Improving VTE Identification through Adaptive NLP Model Selection and Clinical Expert Rule-based Classifier from Radiology Reports
This work addresses the challenge of limited labeled data and report complexity for clinicians and researchers in cardiovascular care, representing a strong specific gain rather than a foundational advancement.
The study tackled the problem of accurately identifying Venous Thromboembolism (VTE) from unstructured radiology reports by proposing a novel combination of deep learning methods, data augmentation, adaptive NLP model selection, and a clinical expert rule-based classifier, achieving 97% accuracy and F1 score for DVT and 98.3% accuracy and 98.4% F1 score for PE.

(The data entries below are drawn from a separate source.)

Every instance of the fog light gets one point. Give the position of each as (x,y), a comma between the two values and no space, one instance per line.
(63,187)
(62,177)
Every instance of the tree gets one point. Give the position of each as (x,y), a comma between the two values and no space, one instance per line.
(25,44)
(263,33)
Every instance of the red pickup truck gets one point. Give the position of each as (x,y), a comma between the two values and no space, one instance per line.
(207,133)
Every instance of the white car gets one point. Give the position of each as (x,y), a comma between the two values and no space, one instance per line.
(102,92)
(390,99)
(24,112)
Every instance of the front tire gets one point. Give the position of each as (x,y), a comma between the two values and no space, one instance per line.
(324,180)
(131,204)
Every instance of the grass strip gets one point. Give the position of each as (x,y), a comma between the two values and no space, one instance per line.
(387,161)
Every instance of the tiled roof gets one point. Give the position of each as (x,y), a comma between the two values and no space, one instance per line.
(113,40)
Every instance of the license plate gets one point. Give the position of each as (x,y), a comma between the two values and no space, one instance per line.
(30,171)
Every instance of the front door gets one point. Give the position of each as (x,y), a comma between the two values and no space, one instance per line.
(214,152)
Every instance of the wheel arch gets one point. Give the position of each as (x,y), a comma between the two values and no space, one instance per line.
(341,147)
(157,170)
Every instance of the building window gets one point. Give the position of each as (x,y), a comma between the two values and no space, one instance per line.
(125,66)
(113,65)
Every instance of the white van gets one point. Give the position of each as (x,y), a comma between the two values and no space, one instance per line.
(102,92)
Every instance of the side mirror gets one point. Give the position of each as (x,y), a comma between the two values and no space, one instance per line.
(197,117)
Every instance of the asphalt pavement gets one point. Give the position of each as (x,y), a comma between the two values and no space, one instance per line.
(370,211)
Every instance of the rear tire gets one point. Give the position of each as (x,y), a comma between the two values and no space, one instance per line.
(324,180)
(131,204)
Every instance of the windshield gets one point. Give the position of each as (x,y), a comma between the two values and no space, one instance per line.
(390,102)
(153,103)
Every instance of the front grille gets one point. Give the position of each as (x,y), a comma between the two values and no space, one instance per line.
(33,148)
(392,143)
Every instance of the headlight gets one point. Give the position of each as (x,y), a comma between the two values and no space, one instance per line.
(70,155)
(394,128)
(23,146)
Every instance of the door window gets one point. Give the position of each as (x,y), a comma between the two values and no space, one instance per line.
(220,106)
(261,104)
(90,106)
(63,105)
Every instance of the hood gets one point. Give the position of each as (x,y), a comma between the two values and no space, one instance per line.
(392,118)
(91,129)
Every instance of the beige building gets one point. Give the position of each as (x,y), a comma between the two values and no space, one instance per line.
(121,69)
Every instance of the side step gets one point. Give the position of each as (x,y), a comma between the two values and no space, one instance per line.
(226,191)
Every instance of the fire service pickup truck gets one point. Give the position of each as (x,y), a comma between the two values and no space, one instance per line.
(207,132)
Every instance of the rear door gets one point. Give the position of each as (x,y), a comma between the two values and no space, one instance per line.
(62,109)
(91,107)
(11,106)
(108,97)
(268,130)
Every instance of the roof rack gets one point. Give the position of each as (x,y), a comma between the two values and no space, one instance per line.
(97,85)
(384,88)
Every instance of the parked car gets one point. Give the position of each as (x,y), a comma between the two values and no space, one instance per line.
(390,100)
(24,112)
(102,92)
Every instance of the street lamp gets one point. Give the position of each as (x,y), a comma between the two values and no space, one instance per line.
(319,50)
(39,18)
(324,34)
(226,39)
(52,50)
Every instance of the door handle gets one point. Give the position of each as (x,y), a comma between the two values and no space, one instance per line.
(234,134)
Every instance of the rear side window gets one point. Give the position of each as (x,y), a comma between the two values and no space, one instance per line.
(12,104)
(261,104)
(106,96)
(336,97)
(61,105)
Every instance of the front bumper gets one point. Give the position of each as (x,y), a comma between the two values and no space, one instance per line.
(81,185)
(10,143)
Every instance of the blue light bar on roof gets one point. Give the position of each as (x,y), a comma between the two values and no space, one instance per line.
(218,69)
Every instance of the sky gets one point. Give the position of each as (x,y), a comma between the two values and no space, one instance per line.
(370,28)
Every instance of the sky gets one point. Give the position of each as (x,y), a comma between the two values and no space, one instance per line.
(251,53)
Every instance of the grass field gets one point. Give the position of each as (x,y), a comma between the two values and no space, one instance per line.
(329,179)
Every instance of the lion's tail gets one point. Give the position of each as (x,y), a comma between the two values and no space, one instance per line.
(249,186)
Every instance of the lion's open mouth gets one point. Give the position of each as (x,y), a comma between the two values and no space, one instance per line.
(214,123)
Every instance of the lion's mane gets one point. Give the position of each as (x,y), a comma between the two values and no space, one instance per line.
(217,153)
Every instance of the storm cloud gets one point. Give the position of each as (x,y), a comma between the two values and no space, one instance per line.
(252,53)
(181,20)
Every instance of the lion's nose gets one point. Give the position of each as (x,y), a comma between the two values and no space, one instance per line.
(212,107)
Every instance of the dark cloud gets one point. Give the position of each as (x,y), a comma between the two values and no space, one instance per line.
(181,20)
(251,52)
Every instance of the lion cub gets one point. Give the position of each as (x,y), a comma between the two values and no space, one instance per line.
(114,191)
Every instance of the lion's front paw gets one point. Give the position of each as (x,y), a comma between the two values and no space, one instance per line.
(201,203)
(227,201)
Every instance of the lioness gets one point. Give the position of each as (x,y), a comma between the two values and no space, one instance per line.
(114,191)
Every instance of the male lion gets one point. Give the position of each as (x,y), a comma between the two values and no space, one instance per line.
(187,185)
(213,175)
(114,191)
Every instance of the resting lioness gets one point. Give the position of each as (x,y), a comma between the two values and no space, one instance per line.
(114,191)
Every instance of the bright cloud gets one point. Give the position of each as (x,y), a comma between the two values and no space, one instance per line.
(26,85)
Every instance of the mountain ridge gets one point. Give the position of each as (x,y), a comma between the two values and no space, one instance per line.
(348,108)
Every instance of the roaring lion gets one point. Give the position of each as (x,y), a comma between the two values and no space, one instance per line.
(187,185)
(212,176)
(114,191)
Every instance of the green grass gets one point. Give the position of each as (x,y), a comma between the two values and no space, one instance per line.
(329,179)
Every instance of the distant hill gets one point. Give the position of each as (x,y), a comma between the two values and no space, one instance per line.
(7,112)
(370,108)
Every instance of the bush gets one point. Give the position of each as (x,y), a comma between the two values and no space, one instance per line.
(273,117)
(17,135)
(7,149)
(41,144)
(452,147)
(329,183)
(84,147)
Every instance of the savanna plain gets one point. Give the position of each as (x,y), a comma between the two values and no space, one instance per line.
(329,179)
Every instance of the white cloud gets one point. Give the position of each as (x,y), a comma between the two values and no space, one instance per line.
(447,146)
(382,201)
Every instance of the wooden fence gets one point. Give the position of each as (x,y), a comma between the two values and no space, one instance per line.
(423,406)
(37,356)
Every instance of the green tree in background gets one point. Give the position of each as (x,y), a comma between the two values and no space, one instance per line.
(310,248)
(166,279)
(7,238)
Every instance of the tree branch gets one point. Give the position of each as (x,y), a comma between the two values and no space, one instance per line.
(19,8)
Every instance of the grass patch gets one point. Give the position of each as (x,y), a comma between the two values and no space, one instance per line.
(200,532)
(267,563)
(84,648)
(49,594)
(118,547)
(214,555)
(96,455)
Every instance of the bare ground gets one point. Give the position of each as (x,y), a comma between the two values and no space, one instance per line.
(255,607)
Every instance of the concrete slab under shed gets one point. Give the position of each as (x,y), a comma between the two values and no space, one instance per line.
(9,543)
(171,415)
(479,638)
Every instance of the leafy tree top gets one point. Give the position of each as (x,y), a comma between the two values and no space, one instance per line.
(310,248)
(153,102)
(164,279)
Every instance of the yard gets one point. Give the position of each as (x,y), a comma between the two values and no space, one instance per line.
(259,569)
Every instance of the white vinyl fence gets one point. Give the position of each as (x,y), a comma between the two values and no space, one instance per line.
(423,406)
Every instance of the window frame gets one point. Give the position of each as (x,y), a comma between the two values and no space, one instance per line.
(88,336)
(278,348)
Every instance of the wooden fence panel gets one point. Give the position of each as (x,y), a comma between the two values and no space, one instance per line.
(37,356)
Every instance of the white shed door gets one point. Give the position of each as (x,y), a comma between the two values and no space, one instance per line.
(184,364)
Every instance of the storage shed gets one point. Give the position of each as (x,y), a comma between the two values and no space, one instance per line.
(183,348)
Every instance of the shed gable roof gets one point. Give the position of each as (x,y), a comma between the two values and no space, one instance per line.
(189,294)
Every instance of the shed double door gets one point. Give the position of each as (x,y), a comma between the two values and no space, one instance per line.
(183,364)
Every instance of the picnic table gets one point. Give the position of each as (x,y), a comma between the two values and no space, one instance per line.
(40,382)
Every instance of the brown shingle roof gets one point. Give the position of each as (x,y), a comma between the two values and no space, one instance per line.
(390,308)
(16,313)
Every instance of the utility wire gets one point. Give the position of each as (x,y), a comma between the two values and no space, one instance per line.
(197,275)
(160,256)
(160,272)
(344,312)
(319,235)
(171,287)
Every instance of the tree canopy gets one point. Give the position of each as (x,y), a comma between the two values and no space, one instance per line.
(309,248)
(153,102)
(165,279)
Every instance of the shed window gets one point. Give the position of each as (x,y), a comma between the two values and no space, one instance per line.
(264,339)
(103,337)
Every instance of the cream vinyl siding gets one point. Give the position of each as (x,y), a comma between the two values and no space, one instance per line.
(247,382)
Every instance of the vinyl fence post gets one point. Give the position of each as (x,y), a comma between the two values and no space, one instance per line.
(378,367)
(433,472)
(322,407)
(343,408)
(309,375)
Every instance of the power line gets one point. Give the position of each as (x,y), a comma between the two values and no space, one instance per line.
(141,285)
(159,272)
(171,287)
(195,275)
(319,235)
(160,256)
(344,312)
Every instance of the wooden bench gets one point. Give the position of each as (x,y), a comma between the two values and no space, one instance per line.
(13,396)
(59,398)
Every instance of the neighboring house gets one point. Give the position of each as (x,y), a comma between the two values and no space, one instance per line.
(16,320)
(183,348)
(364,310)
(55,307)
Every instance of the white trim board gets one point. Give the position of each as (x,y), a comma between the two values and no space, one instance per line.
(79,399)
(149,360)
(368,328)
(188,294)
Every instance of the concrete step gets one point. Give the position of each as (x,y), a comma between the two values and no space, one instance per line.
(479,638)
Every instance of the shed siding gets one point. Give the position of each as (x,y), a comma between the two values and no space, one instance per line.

Rapid and accurate identification of Venous thromboembolism (VTE), a severe cardiovascular condition including deep vein thrombosis (DVT) and pulmonary embolism (PE), is important for effective treatment. Leveraging Natural Language Processing (NLP) on radiology reports, automated methods have shown promising advancements in identifying VTE events from retrospective data cohorts or aiding clinical experts in identifying VTE events from radiology reports. However, effectively training Deep Learning (DL) and the NLP models is challenging due to limited labeled medical text data, the complexity and heterogeneity of radiology reports, and data imbalance. This study proposes novel method combinations of DL methods, along with data augmentation, adaptive pre-trained NLP model selection, and a clinical expert NLP rule-based classifier, to improve the accuracy of VTE identification in unstructured (free-text) radiology reports. Our experimental results demonstrate the model's efficacy, achieving an impressive 97\% accuracy and 97\% F1 score in predicting DVT, and an outstanding 98.3\% accuracy and 98.4\% F1 score in predicting PE. These findings emphasize the model's robustness and its potential to significantly contribute to VTE research.